Desde la pandemia, el movimiento estudiantil combativo ha ido percibiendo un aumento en la represión de la organización estudiantil. En numerosas ocasiones se pueden ver furgones de la Policía Nacional en los campus de la Universidad Complutense o de la Universidad Autónoma de Madrid. Otro avance en este sentido fue la aprobación de la llamada “Ley de Convivencia Universitaria” que venía a establecer un marco regulatorio para las universidades. Sindicatos estudiantiles de todo el estado como Estudiantes en Movimientos se movilizaron contra esta ley señalando que con su regulación se posibilita a las universidades para restringir la organización estudiantil. El 21 de noviembre, la Universidad Carlos III de Madrid publicó un nuevo protocolo de comunicación que ha dado un paso más en esta línea.
En este protocolo, a partir del apartado III, la Universidad desarrolla una batería de medidas dirigidas a interceder en la comunicación que se les permite a las asociaciones de estudiantes que forman parte de la misma.
Las medidas aprobadas por el Vicerrectorado de Estudiantes de la Universidad, incluyen la prohibición a las asociaciones de utilizar en su denominación el nombre UC3M, con el que se identifica a esta Universidad, prohibiendo también el uso de este en los nombres en redes sociales de las cuentas privadas de las Asociaciones —salvo para las ya registradas como tal, que no superan el 20 % de las totales conforme a su Directorio—.
También exige la obtención de una autorización por parte del Servicio de Comunicación de la Universidad, que deberá renovarse anualmente con la junta directiva de la asociación, aumentando así la carga burocrática que sufren las asociaciones de la Universidad para cualquier trámite, según nos informan estudiantes que participan en las entidades.
De igual manera en el apartado VI Protocolo, se incluyen las medidas que se consideran más lesivas por parte de las Asociaciones, en particular el primer Principio y recomendación general, en la que se obliga a las asociaciones a emitir sus comunicaciones con lealtad institucional, lo que implica una subsunción de los intereses del estudiantado a los de la Universidad. Buscando evitar críticas al sistema universitario y actuaciones de la propia Universidad que se consideren desleal por el equipo rectoral. Con capacidad para controlar lo publicado por las asociaciones y con posibilidad de ejercer sanciones contra aquellos estudiantes críticos. La Universidad podría reprimir posicionamientos contra la implantación del modelo neoliberal en la Universidad española o por la utilización del nombre de la Universidad en comunicaciones, como las que se realicen en favor de la causa Palestina.

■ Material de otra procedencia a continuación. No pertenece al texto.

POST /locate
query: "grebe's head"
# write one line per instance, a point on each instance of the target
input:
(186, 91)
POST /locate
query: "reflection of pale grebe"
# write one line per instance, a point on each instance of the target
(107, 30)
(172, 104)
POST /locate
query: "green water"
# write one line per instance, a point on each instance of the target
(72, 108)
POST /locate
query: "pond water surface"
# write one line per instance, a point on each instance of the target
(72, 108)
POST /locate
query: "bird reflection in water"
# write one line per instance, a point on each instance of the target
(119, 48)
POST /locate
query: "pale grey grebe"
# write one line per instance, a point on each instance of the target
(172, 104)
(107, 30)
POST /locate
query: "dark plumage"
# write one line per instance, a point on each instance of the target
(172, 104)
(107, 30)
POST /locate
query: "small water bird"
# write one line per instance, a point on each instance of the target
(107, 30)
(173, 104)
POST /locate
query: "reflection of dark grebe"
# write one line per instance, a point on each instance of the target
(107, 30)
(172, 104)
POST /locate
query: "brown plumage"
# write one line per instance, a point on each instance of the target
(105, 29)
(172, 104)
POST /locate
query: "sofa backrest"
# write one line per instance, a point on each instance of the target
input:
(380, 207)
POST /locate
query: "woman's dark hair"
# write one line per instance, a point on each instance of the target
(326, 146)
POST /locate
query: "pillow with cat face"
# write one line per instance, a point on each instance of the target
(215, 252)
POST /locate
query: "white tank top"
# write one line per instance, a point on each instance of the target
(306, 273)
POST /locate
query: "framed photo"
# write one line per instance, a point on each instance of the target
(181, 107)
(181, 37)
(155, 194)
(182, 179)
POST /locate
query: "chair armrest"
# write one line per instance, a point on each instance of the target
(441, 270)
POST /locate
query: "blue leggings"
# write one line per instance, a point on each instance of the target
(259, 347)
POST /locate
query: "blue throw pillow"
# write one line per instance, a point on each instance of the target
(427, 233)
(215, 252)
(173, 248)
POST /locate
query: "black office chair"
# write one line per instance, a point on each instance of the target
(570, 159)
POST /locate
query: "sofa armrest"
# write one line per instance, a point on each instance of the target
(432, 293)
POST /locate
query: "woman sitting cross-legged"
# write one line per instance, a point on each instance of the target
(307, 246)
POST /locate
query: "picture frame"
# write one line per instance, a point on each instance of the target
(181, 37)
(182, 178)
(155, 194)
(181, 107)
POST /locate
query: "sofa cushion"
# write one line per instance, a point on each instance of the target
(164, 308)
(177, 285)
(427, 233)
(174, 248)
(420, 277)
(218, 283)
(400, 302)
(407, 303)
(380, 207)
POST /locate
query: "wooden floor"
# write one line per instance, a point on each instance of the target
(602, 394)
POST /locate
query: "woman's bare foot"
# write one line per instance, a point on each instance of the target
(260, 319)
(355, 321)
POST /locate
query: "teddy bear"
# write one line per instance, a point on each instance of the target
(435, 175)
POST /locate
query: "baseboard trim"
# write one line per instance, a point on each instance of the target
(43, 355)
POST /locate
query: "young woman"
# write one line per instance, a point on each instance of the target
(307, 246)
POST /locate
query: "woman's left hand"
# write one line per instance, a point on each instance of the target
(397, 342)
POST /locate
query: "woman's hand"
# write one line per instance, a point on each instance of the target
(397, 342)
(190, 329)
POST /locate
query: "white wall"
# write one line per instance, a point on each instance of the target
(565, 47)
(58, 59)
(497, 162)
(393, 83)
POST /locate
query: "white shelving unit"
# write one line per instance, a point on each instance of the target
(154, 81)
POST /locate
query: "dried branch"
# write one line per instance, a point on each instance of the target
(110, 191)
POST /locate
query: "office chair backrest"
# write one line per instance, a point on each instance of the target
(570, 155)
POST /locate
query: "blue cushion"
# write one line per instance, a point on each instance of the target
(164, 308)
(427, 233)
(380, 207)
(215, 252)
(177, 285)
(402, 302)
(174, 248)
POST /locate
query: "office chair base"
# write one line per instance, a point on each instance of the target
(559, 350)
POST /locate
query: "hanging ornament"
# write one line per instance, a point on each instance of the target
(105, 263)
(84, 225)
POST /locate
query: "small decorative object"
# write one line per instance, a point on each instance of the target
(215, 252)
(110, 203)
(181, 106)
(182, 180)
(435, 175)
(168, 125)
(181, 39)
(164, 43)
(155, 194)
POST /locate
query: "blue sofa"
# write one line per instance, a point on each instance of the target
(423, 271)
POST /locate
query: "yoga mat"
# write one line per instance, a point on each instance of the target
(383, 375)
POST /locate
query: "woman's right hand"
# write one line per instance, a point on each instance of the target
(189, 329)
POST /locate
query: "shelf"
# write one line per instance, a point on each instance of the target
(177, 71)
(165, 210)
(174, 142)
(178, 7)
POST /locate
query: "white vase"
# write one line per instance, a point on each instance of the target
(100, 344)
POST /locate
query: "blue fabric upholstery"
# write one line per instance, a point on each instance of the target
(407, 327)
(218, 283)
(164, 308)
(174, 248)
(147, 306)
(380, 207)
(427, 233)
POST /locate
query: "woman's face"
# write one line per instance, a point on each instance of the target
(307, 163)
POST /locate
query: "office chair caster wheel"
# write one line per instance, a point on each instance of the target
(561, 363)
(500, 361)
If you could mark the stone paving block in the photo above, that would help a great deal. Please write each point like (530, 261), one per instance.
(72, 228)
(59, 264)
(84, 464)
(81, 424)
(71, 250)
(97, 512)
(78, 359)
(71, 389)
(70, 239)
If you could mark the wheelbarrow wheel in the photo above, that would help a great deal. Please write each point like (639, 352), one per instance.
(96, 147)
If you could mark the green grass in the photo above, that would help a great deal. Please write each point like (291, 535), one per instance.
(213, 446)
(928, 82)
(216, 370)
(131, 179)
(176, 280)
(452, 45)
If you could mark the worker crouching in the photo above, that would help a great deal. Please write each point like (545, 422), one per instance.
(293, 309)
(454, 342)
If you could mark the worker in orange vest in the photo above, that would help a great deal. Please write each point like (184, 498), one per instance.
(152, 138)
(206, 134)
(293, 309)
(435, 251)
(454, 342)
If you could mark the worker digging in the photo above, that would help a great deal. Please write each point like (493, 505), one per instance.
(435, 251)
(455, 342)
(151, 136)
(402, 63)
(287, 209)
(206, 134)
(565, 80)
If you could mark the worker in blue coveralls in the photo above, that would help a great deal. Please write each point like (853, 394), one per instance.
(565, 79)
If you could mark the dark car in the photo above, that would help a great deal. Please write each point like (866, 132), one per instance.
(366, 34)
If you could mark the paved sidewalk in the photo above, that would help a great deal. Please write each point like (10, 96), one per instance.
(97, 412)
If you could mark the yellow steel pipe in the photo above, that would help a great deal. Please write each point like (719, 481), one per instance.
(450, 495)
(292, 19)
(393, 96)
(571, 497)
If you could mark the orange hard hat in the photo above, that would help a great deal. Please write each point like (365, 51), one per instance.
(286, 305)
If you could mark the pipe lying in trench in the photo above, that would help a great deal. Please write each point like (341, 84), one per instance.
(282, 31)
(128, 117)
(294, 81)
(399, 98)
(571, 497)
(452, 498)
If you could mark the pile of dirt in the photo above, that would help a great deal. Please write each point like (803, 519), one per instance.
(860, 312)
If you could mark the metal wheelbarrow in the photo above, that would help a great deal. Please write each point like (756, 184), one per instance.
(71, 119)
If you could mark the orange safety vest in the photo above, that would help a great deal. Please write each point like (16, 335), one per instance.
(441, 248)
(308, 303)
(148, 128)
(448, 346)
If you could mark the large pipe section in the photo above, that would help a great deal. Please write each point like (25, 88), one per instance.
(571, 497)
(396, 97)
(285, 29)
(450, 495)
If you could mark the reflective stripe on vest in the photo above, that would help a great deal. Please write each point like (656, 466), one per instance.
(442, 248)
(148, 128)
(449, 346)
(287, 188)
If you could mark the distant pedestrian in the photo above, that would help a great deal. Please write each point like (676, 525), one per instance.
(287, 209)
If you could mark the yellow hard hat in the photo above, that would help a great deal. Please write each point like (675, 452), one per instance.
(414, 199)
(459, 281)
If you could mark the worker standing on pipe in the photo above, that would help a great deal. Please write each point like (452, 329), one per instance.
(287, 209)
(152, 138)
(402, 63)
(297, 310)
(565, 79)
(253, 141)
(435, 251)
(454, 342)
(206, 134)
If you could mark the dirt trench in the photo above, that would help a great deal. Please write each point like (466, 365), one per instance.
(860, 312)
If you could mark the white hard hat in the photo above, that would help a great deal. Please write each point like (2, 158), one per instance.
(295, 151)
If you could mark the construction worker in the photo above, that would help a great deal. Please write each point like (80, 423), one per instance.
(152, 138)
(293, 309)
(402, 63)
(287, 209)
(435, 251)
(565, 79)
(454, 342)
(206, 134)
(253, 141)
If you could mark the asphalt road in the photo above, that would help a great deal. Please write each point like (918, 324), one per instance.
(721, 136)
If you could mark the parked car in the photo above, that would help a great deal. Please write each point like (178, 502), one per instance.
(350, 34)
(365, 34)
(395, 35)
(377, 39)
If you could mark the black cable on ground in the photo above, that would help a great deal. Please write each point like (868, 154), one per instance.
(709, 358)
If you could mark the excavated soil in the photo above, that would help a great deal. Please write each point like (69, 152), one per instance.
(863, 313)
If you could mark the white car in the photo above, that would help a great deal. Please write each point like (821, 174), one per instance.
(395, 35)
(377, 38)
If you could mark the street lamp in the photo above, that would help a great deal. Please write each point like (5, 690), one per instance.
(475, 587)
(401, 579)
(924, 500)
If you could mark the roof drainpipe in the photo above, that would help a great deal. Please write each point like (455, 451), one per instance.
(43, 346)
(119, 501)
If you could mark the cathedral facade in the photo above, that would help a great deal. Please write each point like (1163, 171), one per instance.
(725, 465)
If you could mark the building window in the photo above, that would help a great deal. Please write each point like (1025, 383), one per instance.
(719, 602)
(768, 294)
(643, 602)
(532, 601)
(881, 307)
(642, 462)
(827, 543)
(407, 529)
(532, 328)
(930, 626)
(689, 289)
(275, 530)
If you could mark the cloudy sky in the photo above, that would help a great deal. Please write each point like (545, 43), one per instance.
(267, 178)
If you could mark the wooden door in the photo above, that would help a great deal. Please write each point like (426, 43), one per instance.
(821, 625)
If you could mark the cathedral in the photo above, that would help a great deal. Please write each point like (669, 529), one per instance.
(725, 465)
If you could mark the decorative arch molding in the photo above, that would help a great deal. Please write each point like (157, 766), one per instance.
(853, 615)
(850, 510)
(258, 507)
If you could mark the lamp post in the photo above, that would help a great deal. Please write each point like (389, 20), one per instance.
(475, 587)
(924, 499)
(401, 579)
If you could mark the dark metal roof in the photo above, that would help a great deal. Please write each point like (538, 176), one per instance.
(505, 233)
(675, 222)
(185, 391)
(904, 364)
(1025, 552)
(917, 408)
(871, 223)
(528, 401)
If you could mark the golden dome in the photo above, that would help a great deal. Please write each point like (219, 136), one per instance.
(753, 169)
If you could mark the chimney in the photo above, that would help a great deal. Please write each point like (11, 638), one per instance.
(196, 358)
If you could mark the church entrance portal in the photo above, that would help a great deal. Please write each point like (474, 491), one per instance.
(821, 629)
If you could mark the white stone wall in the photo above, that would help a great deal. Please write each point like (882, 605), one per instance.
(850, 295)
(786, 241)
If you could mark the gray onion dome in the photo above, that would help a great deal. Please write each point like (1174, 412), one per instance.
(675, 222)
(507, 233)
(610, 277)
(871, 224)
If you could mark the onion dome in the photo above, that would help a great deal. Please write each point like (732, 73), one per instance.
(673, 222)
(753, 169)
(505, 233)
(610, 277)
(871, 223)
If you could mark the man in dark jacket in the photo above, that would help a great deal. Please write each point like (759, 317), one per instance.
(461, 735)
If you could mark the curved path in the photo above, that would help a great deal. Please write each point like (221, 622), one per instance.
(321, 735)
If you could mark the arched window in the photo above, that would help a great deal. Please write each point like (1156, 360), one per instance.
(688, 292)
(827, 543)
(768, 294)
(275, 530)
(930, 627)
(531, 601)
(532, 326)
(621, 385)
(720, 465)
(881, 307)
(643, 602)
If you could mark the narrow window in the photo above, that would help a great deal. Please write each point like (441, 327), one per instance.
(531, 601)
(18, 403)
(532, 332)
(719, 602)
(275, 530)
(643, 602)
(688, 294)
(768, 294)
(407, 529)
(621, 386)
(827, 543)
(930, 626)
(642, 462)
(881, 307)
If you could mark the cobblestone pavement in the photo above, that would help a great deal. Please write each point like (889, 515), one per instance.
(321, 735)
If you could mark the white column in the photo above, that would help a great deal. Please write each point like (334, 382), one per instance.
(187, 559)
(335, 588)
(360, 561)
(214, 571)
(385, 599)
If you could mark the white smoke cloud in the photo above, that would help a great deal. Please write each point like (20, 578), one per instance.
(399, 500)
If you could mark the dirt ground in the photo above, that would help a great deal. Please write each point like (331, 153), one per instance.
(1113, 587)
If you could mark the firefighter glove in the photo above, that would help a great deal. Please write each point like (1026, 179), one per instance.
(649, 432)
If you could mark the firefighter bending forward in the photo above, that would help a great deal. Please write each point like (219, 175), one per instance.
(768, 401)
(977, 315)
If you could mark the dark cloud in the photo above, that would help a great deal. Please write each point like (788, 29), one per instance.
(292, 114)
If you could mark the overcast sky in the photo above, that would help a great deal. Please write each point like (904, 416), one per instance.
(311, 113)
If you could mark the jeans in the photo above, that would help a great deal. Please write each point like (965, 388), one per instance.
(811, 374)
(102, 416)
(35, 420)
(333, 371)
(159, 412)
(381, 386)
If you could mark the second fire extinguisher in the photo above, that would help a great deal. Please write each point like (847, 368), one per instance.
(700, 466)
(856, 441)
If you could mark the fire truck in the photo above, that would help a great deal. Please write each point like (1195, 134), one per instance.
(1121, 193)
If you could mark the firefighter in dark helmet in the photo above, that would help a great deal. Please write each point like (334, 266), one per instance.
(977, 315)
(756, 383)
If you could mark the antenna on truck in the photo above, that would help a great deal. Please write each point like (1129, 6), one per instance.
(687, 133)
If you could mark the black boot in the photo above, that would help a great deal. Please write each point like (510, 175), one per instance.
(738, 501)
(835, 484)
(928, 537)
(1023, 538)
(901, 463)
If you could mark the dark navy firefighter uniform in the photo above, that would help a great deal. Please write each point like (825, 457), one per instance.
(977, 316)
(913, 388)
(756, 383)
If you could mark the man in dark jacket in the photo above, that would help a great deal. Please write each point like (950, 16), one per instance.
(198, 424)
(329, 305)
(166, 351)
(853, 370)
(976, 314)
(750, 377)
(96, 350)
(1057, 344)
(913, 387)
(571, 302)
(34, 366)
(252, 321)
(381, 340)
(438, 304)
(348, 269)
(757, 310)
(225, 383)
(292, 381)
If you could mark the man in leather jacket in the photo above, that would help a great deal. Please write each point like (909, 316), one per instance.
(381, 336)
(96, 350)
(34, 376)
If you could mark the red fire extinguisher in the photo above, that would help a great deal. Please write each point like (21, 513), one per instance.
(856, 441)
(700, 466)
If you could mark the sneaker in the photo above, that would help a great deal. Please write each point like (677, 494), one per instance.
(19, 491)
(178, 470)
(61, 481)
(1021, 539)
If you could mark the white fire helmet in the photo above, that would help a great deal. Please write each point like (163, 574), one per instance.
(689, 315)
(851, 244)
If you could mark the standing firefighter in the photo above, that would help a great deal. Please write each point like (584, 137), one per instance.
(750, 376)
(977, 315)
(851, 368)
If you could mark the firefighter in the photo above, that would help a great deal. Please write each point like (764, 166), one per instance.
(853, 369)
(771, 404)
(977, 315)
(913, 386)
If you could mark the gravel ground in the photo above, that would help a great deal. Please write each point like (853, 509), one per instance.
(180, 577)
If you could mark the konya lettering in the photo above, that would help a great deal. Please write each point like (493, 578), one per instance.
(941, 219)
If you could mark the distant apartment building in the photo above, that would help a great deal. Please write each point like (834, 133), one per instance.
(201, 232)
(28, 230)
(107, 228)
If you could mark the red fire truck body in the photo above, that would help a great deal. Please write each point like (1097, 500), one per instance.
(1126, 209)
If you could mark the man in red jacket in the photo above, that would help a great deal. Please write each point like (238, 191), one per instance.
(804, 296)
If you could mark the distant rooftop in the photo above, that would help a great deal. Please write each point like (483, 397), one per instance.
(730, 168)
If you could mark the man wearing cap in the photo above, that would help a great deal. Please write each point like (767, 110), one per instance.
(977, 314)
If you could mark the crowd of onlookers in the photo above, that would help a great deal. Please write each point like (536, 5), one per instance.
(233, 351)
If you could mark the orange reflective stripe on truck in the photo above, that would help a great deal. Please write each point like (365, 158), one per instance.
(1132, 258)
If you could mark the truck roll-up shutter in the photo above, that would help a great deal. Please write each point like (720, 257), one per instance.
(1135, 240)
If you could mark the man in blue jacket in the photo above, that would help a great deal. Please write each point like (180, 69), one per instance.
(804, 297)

Como respuesta a este Protocolo, distintas asociaciones de la UC3M han publicado un comunicado denunciando la situación y plasmando su voluntad de no cumplirlo hasta que no sea retirado por la Universidad. En el comunicado se denuncia la creciente represión que han sufrido los estudiantes que intentan organizarse para mejorar la vida de aquellos que provienen de la clase trabajadora, y que plantean críticas al actual modelo universitario. “De facto, somete nuestra actividad a sus criterios de censura, blindados conforme a un principio de “lealtad institucional”. Abre la puerta a eliminar unilateralmente publicaciones […] en caso de que el Consejo de Orientación de Estudiantes considere que no se atienen a este principio”.
Ante las críticas que han surgido tras la aprobación unilateral del protocolo por parte de la Universidad, algunas de las asociaciones firmantes recibieron una comunicación por parte del vicerrectorado en cuestión. En él se negaba cualquier validez a la protesta y comunicado llevado a cabo por la Asamblea de Estudiantes de la UC3M. Organización en la que se encuadran miembros de distintas asociaciones con fines parecidos y personas independientes para buscar mejorar, sin tener necesariamente que someterse a los cauces institucionales, el paso por la Universidad de todos los estudiantes. Además, se habla de que “el diálogo, el espacio de conversación y la escucha” han caracterizado el trabajo del vicerrectorado al mismo tiempo que no ha realizado ninguna reunión con el tejido asociativo para la elaboración del protocolo.
Es por esto que desde la Asamblea de Estudiantes de la UC3M y las asociaciones y colectivos firmantes, emiten este comunicado con la intención de que sé de marcha atrás y se avance en un línea de apoyo a la organización del estudiantado mejorando las vías de difusión y retirando las trabas burocráticas. Por último, advierten que “las asociaciones firmantes no reconocen el protocolo por ser un atropello contra su libre y legítima actividad y se comprometen a no cumplirlo hasta que se retire en su totalidad”.